The researchers classified subjects according to their FMD values as enhanced (average 16 percent dilation), intermediate (between 5 and 10 percent dilation) or impaired (average 1 percent dilation). The researchers found that the number of traditional cardiovascular disease risk factors was associated with increased IMT in people with impaired endothelial function, but not in people with enhanced FMD response.
A greater number of risk factors identified in childhood was associated with increased carotid IMT measured 21 years later (in adulthood) for people with impaired FMD but not in people with enhanced FMD.
“We had previously shown that risk factors in childhood predict atherosclerosis in adults, but we wanted to gain insight into the role of endothelial status in the early stages of atherosclerosis.
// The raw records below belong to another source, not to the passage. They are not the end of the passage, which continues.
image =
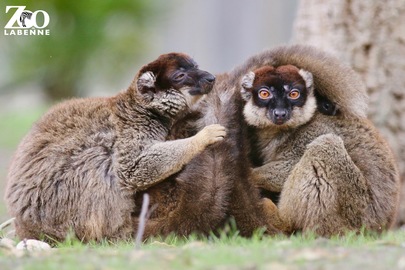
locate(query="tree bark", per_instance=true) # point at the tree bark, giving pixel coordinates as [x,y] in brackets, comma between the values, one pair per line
[369,36]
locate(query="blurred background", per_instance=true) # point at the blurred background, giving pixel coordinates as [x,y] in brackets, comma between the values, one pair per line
[96,47]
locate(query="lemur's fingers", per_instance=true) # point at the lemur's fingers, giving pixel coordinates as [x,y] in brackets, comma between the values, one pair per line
[212,134]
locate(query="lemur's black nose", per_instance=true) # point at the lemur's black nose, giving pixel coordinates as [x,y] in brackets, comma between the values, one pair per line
[210,78]
[280,113]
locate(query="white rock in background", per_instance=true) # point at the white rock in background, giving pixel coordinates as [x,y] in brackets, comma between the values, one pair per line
[32,245]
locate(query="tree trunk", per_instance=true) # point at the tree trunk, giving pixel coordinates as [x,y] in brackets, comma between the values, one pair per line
[370,36]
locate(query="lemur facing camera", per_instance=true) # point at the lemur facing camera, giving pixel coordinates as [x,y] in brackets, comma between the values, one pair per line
[334,170]
[78,168]
[214,186]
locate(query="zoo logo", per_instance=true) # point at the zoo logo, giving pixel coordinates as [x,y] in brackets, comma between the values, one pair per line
[25,22]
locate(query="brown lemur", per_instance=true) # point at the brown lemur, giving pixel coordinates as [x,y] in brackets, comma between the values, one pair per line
[334,170]
[215,185]
[78,168]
The data suggest that enhanced vascular endothelium function in adulthood may protect the arteries against atherosclerosis in response to early life exposure to risk factors,” Raitakari said.
Studies are still needed to test whether endothelial dysfunction is an independent risk factor for the development of atherosclerosis and cardiovascular events, he added.
Co-authors are Markus Juonala, M.D.; Jorma S.A. Viikari, M.S., Ph.D.; Tomi Laitinen, M.D., Ph.D.; Jukka Marniemi, Ph.D.; Hans Helenius, M.Sc.; and Tapani Rönnemaa, M.D., Ph.D.